Ook mooi: transformatorhuisjes. ‘Vooral die aan de rand van dorpen, bijvoorbeeld in Oldeberkoop, da’s een heel mooie.’ De lelijkste staat volgens hem bij Kollumerpomp. ‘In een weiland waar allemaal elektriciteitsputjes uitsteken. Een knooppunt van bekabeling. Dat is een raar, onwerkelijk gezicht.’
Kunstwerken horen wat hem betreft ook bij het meubilair. Het mooiste: de tempel van Ids Willemsma, die boven Hallum staat. ‘Die markeert de voltooiing van de nieuwe zeedijk op deltahoogte. Het is een prachtig, stalen geval. Iedereen vindt hem mooi. Het is met eenvoudige middelen gemaakt, maar wel veelzeggend.’

Een brug moet hoog zijn

Ook vaak mooi: bruggen. ‘Ik houd van bruggen die je echt merkt. Een brug moet hoog zijn. Als ik er overheen fiets, wil ik mijn kuiten voelen, en als ik in de auto zit moet mijn hoofd het plafond raken bij de afdaling.’ De lelijkste brug staat aan de oostkant van het mooie Boazum, over de Vaart. ‘Een grote brug met dichtgemetselde oren. Grof. Lelijk. Helemaal fout.’ Tussen Workum en Koudum weet hij een zeer mooi exemplaar. ‘Een ijzeren ophaalbrug die één boerderij ontsluit.’
Tot slot in de categorie mooi: boerenhekken. De houten exemplaren. ‘Ik heb eens ergens een aantal kavels met knappe houten hekken eromheen gezien. Maar ik weet absoluut niet meer waar dat was. Ergens in een jong landschap. Heel streng, recht en regelmatig. Mooi!’
Wil hij het alleen nog over de zwart plastic hooibalen hebben. ‘Zolang ze net ingepakt zijn en verspreid over het land liggen, zijn ze heel aardig. Maar zodra ze op een hoop liggen zijn ze lelijk. Het is tijdelijk natuurlijk, een dynamisch landschapselement.’

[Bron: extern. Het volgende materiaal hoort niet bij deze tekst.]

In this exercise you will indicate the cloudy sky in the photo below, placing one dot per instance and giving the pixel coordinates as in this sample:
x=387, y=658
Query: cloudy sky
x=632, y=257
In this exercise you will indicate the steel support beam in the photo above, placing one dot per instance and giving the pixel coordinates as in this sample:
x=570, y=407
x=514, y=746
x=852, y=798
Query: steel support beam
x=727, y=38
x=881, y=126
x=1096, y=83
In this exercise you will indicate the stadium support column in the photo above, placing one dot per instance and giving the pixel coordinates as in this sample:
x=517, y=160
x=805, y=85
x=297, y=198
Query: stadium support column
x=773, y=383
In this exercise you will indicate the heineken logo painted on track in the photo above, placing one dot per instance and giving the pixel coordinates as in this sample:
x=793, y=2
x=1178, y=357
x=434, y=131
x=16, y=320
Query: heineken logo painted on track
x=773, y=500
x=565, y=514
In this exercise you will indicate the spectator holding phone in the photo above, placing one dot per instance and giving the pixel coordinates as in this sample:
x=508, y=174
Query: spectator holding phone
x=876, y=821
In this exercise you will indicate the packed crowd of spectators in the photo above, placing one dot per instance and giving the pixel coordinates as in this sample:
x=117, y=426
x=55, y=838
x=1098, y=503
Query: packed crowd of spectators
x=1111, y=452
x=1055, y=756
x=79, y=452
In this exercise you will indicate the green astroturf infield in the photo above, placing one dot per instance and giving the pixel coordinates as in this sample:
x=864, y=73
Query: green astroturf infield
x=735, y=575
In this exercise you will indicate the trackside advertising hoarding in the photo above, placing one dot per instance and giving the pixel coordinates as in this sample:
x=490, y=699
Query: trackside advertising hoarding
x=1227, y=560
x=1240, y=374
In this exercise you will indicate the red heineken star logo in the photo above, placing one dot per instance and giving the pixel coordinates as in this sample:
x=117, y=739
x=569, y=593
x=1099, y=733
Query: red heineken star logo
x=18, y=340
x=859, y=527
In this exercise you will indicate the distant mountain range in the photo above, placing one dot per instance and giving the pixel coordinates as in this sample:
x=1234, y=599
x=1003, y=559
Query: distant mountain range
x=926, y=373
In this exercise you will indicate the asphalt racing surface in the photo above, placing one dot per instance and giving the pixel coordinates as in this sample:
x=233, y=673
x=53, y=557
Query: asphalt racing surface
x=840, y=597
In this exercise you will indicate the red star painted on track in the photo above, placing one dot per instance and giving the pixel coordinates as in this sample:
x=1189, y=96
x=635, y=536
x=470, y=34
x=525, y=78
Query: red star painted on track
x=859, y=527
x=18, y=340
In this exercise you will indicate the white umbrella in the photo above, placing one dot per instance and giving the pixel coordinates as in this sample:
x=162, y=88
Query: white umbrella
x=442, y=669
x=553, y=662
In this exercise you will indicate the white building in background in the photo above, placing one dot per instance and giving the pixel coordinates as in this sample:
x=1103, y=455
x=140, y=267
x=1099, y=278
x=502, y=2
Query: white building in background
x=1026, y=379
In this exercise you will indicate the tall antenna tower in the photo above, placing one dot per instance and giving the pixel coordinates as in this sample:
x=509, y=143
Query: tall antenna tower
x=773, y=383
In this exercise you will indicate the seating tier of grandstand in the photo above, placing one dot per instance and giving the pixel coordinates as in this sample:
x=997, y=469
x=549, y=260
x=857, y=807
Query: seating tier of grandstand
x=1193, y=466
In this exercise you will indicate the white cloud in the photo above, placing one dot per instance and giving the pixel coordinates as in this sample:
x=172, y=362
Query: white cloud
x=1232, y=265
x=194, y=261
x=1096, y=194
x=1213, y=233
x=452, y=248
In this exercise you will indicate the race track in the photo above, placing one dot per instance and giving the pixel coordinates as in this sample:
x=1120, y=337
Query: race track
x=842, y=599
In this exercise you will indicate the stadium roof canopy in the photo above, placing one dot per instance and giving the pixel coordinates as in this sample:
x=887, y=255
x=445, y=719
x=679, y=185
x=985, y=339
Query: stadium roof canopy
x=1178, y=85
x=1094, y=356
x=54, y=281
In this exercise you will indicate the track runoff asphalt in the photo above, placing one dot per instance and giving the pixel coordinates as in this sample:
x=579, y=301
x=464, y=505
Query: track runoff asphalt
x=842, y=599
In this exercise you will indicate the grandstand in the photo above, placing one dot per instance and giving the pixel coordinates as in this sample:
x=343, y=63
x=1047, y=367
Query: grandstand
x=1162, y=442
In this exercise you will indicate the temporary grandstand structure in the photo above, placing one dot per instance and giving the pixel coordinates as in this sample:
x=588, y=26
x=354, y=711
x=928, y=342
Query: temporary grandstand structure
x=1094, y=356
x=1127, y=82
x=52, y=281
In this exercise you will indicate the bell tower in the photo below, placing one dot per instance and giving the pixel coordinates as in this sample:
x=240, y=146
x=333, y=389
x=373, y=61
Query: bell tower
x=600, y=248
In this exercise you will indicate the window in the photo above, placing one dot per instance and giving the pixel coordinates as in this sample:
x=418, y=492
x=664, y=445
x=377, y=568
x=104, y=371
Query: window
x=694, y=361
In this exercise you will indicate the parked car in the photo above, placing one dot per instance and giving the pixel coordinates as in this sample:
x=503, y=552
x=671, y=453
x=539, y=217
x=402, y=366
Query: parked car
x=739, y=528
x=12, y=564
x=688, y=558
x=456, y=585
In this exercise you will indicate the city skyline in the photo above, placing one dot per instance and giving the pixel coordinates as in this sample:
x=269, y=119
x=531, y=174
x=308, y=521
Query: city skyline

Nieuwe gemalen in Groningen.

Architect Nol Molenaar is iemand die zelf meewerkt aan landschapsmeubilair. Hij heeft diverse gemalen ontworpen die in het Groninger land terug te vinden zijn. Hoewel de gemalen natuurlijk functioneel moeten zijn, is de inpassing in het landschap van een minstens even zo groot belang. ‘Je kunt niet alleen praten over een architectonisch ontwerp,’ legt Molenaar uit. ‘Het komt wel in een landschap te staan. Er moet een landschapsinpassing gemaakt worden.’ Daartoe wordt eerst de locatie onderzocht. Wat is de beste plek voor een gemaal? ‘Een gebouw doet iets met het landschap,’ benadrukt Molenaar. Na het locatieonderzoek blijven er meestal twee situaties over waaruit gekozen moet worden. Daar worden verschillende studies van gemaakt, zodat de uiteindelijke beslissing weloverwogen is. ‘Het leuke van dit werk is dat je uitzoekt hoe een gebouw op het landschap reageert en andersom, wat bepalend is voor je architectuur.’
Molenaar ontwierp onder meer het gemaal Schaphalsterzijl aan het Winsumerdiep, vlak voor de aansluiting op het Reitdiep. Een dag voor de presentatie van de plannen werd de daar aanwezige uitwateringssluis tot monument verklaard waardoor Molenaar verschillende varianten van het gemaal moest ontwikkelen, nu met behoud van het monument. ‘Ik heb bewust een heel laag gebouw ontworpen, het valt weg tegen een achtergrond van bosschages. Het bestaande complex is opgeknapt en het is nu een mooi samenspel van oud en nieuw. Vanaf het balkon van het gemaal kijk je uit over het water en het landschap.’
Hoewel elk gemaal aangepast is aan de omgeving, zijn er wel overeenkomsten. Zo kunnen voorbijgangers in ieder gebouwtje zien wat er in gebeurt en zijn ze allemaal openbaar toegankelijk met daarbij ook een toegevoegde recreatieve waarde.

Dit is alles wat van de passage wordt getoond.